Elaine Graham-Leigh explains how the People’s Assembly demonstration outside the Tory conference in October presents another opportunity to build the movement against climate change
At this Tory Party conference, in the leadup to the COP26 climate summit in Glasgow in November, we can expect to hear lots of self-congratulatory talk about how under the Tories, Britain is leading the world in action on the climate crisis. We are world-beating, apparently, and the task is just for us to encourage other countries to match our ambition. As a climate activist, I’ll be marching in Manchester because none of this is true.
There’s been no shortage of government reports on the climate crisis recently, although at time of writing we’re still waiting for the roadmap for getting to their (insufficient) target of net zero by 2050 and a 78% cut in carbon emissions by 2035. You might think we’re a long way from David Cameron’s famous dismissal of environmental policies as ‘green crap’. Some Tory backbenchers clearly feel this, with mutterings about rebellions if they’re dragged too far into this unfamiliar territory. ‘We’re not the Lib Dems’ one unnamed Tory MP recently told PoliticsHome, ‘we’re not hippies in sandals.’
That the party of climate-change denial has been pushed this far into hippy sandal land is testament to the work of the climate movement in the last few years. If you read their proposals, though, the main message is that nothing is really going to change. As Grant Shapps said of their transport proposals, for example, ‘it’s about doing the same things differently … We will still drive on improved roads, but increasingly in zero-emission cars.’ Chris Stark, Chief Executive of the Committee on Climate Change, took pains recently to send a similar message to the City, that the Tories are still all about using the market to cut emissions. ‘For those of you on the right, this can sound a bit state-y, and a bit command-and-control-y’, but they shouldn’t worry, the market would still play a vital role.
The detail of the plans we’ve got so far reflects this business-as-usual strategy. In transport, it’s all about electric cars, despite the fact that concentrating transport policy on these rather than on public transport has been called delusional. For industry, there’s a clear focus on carbon capture and storage, despite the fact that this hasn’t yet been shown to work at significant scale. For the difficult bits, like aviation, there’s offsetting.

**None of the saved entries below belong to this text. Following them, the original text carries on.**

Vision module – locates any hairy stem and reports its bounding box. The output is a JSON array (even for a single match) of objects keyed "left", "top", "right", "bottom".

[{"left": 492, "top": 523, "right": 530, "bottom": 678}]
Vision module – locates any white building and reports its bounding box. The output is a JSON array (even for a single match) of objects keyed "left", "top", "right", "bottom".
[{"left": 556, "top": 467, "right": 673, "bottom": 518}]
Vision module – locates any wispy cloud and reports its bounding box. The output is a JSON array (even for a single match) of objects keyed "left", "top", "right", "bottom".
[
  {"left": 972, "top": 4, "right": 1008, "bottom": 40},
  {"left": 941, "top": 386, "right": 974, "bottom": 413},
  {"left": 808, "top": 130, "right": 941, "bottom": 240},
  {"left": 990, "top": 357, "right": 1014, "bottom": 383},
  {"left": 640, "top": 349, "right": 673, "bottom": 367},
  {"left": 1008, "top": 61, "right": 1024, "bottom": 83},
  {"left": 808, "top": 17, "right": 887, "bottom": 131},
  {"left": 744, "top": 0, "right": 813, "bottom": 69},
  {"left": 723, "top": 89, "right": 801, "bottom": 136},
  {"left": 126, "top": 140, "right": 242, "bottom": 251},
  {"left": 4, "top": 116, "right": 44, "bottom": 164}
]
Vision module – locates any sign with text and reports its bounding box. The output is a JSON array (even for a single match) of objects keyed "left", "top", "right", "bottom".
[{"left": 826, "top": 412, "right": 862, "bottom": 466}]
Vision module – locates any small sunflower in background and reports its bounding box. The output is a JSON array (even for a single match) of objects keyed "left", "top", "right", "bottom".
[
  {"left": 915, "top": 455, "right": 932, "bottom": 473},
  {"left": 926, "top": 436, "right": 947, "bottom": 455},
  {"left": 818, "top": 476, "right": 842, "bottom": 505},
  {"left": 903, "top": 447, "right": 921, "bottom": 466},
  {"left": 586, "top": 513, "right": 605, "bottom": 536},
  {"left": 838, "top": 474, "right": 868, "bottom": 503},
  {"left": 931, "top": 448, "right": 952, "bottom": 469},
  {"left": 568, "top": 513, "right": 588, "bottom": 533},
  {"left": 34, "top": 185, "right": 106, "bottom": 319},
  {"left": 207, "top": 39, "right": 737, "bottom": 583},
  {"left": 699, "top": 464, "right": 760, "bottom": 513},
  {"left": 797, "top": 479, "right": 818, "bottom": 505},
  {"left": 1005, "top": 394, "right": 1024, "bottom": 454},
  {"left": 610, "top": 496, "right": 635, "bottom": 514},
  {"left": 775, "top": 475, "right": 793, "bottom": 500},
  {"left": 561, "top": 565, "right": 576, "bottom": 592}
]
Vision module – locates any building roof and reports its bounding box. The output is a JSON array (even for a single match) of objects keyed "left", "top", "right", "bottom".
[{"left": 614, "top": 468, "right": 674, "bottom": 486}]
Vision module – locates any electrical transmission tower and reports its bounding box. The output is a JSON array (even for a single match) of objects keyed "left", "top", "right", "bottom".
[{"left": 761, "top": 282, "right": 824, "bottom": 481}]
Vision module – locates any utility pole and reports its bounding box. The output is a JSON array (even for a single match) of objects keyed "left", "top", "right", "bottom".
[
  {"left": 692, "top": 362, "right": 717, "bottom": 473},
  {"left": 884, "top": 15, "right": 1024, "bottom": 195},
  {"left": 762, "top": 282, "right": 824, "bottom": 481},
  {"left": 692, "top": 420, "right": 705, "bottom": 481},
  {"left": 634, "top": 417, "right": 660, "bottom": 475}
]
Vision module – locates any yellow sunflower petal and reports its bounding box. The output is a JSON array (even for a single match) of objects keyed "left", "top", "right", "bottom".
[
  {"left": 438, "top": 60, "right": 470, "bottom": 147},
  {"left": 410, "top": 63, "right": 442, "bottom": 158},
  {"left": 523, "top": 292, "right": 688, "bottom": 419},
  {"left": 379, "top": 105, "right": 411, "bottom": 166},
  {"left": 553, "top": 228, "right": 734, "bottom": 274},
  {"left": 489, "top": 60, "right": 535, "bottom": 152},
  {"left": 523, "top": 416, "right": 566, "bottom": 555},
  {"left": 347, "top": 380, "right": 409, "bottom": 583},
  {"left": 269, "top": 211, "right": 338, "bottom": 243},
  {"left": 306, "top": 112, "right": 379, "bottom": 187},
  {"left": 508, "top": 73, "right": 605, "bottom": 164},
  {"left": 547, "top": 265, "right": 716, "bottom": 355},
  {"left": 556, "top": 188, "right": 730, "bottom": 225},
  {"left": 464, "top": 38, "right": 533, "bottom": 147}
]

This is how we should understand the apparent contradiction of a government trumpeting its green credentials while approving or considering a new coal mine in Cumbria, a gas-fired power station in Yorkshire and a North Sea oil field. It isn’t just hypocrisy, or the right hand not knowing what the even further right hand is doing. The Tories really do believe that all that the climate crisis requires of government is a few technological tweaks. We can, example, carry on using fossil fuels, we can just capture the carbon and store it under the sea for ever. Because nothing could ever possibly go wrong with that plan.
To be fair, the Tories would agree that the scale and seriousness of the climate crisis we’re facing is going to need more than just the restricted actions they’re proposing. It’s just that they don’t think that it’s the government’s role to do more. With quite breath-taking cheek, the government that we’ve been demonstrating at for years to do something about the climate crisis has launched a campaign called Together for our Planet, in which they are calling on us, ‘businesses, civil society groups, schools and the British public to take action on climate change.’ The website doesn’t currently specify what those actions should be, but given the hashtag #onestepgreener, it’s reasonable to suspect that we’re in the nudge territory of rinsing plates and freezing leftover bread.
The Tories have learned from the last few years of climate strikes and XR actions that they have to talk the talk on the climate crisis, safe in the knowledge that as individuals, they’ll be ensconced in their seats in the Lords long before the failure of their market mechanisms and techno-fixes has become apparent. What they should have learned is that ordinary people are way ahead of them.
We understand that the climate crisis needs far-reaching collective solutions, to create green infrastructure for 100% renewable power generation, to ensure that everyone can use public transport rather than the car, to find practical and fair solutions to issues like domestic heating and aviation. These are things that need state action, not profit-driven pseudo-solutions from the market. We need the government to act, not fold their arms and retort that they told us to do something. We’ve dragged them this far by getting out on the streets, but we need to drag them further. That’s why I’ll be marching in Manchester.